Tek-Tips is the largest IT community on the Internet today!

Members share and learn making Tek-Tips Forums the best source of peer-reviewed technical information on the Internet!

  • Congratulations Chriss Miller on being selected by the Tek-Tips community for having the most helpful posts in the forums last week. Way to Go!

Optimization help needed PLEASE

Status
Not open for further replies.

MsChelle

Programmer
Jul 11, 2002
54
US
First, let me say, I am not a DBA, we don't have a DBA, and we are learning this as we go, out of necessity.

We have 5 (identical in structure) sql databases that store large amounts of data.
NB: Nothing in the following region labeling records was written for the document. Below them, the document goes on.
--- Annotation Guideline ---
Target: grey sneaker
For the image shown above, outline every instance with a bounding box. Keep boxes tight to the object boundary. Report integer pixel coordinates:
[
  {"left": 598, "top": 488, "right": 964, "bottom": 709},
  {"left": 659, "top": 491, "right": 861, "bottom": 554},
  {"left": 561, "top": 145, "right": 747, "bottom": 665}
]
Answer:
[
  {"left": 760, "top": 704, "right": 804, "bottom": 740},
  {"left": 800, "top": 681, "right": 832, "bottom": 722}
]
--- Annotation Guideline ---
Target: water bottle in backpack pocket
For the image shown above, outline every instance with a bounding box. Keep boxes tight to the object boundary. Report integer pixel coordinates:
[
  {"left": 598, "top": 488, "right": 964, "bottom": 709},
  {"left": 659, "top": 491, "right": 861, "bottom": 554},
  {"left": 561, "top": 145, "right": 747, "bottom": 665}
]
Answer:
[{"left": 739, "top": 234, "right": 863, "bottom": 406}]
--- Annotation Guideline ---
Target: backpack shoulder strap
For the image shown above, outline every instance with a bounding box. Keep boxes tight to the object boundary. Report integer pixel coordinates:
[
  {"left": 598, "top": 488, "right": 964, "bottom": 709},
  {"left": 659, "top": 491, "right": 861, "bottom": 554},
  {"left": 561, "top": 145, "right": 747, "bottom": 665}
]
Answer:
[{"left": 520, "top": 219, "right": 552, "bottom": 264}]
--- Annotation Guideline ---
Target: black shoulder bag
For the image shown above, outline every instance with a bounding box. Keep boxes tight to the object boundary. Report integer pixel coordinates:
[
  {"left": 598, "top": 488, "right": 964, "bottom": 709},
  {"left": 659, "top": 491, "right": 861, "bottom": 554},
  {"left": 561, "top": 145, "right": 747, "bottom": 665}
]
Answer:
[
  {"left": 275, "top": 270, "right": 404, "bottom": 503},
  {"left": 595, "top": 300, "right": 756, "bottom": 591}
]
We are experiencing massive performance issues lately and I was hoping someone could help. These are for cell site statistics. Each cell site has data for itself, cell sites it talks to (neighbors), and for up to each of its 20 carriers (Frequencies). So, we have a heirarchal nightmare.

Database structure:
Table 1 - Date, time, siteID, approx. 30 columns of numerical data.
Indexed on date, time, siteid. There are no unique identifiers. Approximately 4000 individual siteIDs, 48 halfhours per day.

Table 2 - Date, time, siteID, carrier, approx. 10 columns of numericla data
Indexed on date, time, siteID, carrier

Table 3 - Date, time, siteID, neighborID, approx. 20 columns of numerical data
Indexed on date, time, siteID, neighborID

Table 4 - SiteID, SiteName, SiteNumber, other identifying information
Indexed on SiteID, SiteName, SiteNumber

Table 5 - 24 hour rollups of table 1, grouped by date and siteID

Table 6 - 24 hour rollups of table 2, grouped by date, siteID, and carrierID

Table 7 - 24 hour rollups of table 3, grouped by date, siteID, neighborID

What needs to be done regularly:
-Insert text files for halfhourly updates to Tables 1, 2, 3
-Daily removal of halfhour data from Tables 1, 2, 3 for data older than 10 days (approx 200,000 rows on table 1, 3.8 million rows on tables 2 and 3)
-24 hour rollups of tables 1, 2, 3 to create tables 5, 6, 7

In the meantime, users are *trying* to access the data via ColdFusion queries by accessing web pages. Some of these pages query multiple siteIDs, some query single siteIDs. Most require joins of tables 1, 2, 3 and 4, or some combination of them.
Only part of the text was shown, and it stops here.